In some operating systems, e.g. OS/360 and successors,[2] memory is managed by the operating system.[note 1] In other operating systems, e.g. Unix-like operating systems, memory is managed at the application level.
Memory management within an address space is generally categorized as either manual memory management or automatic memory management.
Manual memory management
The task of fulfilling an allocation request consists of locating a block of unused memory of sufficient size. Memory requests are satisfied by allocating portions from a large pool[note 2] of memory called the heap[note 3] or free store. At any given time, some parts of the heap are in use, while some are "free" (unused) and thus available for future allocations.

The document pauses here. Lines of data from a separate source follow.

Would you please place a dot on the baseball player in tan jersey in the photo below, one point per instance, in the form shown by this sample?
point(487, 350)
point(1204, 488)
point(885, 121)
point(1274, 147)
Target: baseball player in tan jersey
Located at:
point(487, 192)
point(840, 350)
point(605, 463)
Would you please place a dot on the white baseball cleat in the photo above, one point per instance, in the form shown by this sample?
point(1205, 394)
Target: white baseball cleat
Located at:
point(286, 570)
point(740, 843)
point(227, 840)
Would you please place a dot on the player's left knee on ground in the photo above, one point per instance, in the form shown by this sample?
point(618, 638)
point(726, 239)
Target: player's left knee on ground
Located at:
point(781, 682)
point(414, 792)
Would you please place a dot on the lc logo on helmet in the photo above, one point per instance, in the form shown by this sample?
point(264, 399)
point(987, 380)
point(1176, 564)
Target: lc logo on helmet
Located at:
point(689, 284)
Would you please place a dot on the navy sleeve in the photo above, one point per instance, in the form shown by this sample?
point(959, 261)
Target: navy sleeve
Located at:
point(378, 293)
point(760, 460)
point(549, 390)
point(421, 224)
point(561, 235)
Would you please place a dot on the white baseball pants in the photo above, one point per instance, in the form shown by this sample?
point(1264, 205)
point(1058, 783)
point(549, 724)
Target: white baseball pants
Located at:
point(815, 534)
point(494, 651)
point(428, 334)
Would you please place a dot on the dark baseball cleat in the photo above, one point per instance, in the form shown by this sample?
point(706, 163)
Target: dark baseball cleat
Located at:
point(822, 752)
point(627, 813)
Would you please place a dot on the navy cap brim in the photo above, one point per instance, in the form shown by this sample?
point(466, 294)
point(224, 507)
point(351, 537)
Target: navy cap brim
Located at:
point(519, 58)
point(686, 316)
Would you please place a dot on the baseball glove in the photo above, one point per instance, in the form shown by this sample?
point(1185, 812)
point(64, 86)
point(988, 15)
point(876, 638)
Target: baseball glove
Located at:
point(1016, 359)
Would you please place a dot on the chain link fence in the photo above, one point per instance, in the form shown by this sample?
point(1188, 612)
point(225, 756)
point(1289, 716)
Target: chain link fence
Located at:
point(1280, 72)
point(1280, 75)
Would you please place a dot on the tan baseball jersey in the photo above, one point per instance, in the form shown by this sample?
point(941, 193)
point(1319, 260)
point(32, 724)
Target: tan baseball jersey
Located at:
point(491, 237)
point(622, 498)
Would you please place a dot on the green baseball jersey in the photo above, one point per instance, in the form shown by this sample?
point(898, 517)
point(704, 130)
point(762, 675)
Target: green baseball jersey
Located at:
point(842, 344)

In the C language, the function which allocates memory from the heap is called malloc
and the function which takes previously allocated memory and marks it as "free" (to be used by future allocations) is called free
. [note 4]
Several issues complicate the implementation, such as external fragmentation, which arises when there are many small gaps between allocated memory blocks, which invalidates their use for an allocation request. The allocator's metadata can also inflate the size of (individually) small allocations. This is often managed by chunking. The memory management system must track outstanding allocations to ensure that they do not overlap and that no memory is ever "lost" (i.e. that there are no "memory leaks").
Efficiency
The specific dynamic memory allocation algorithm implemented can impact performance significantly. A study conducted in 1994 by Digital Equipment Corporation illustrates the overheads involved for a variety of allocators. The lowest average instruction path length required to allocate a single memory slot was 52 (as measured with an instruction level profiler on a variety of software).[1]
Implementations
Since the precise location of the allocation is not known in advance, the memory is accessed indirectly, usually through a pointer reference. The specific algorithm used to organize the memory area and allocate and deallocate chunks is interlinked with the kernel, and may use any of the following methods:
Fixed-size blocks allocation
Fixed-size blocks allocation, also called memory pool allocation, uses a free list of fixed-size blocks of memory (often all of the same size). This works well for simple embedded systems where no large objects need to be allocated but suffers from fragmentation especially with long memory addresses. However, due to the significantly reduced overhead, this method can substantially improve performance for objects that need frequent allocation and deallocation, and so it is often used in video games.
Buddy blocks
In this system, memory is allocated into several pools of memory instead of just one, where each pool represents blocks of memory of a certain power of two in size, or blocks of some other convenient size progression. All blocks of a particular size are kept in a sorted linked list or tree and all new blocks that are formed during allocation are added to their respective memory pools for later use. If a smaller size is requested than is available, the smallest available size is selected and split. One of the resulting parts is selected, and the process repeats until the request is complete. When a block is allocated, the allocator will start with the smallest sufficiently large block to avoid needlessly breaking blocks. When a block is freed, it is compared to its buddy. If they are both free, they are combined and placed in the correspondingly larger-sized buddy-block list.
Slab allocation
This memory allocation mechanism preallocates memory chunks suitable to fit objects of a certain type or size.[4] These chunks are called caches and the allocator only has to keep track of a list of free cache slots. Constructing an object will use any one of the free cache slots and destructing an object will add a slot back to the free cache slot list. This technique alleviates memory fragmentation and is efficient as there is no need to search for a suitable portion of memory, as any open slot will suffice.
Stack allocation
Many Unix-like systems as well as Microsoft Windows implement a function called alloca
for dynamically allocating stack memory in a way similar to the heap-based malloc
. A compiler typically translates it to inlined instructions manipulating the stack pointer.[5] Although there is no need of manually freeing memory allocated this way as it is automatically freed when the function that called alloca
returns, there exists a risk of overflow. And since alloca is an ad hoc expansion seen in many systems but never in POSIX or the C standard, its behavior in case of a stack overflow is undefined.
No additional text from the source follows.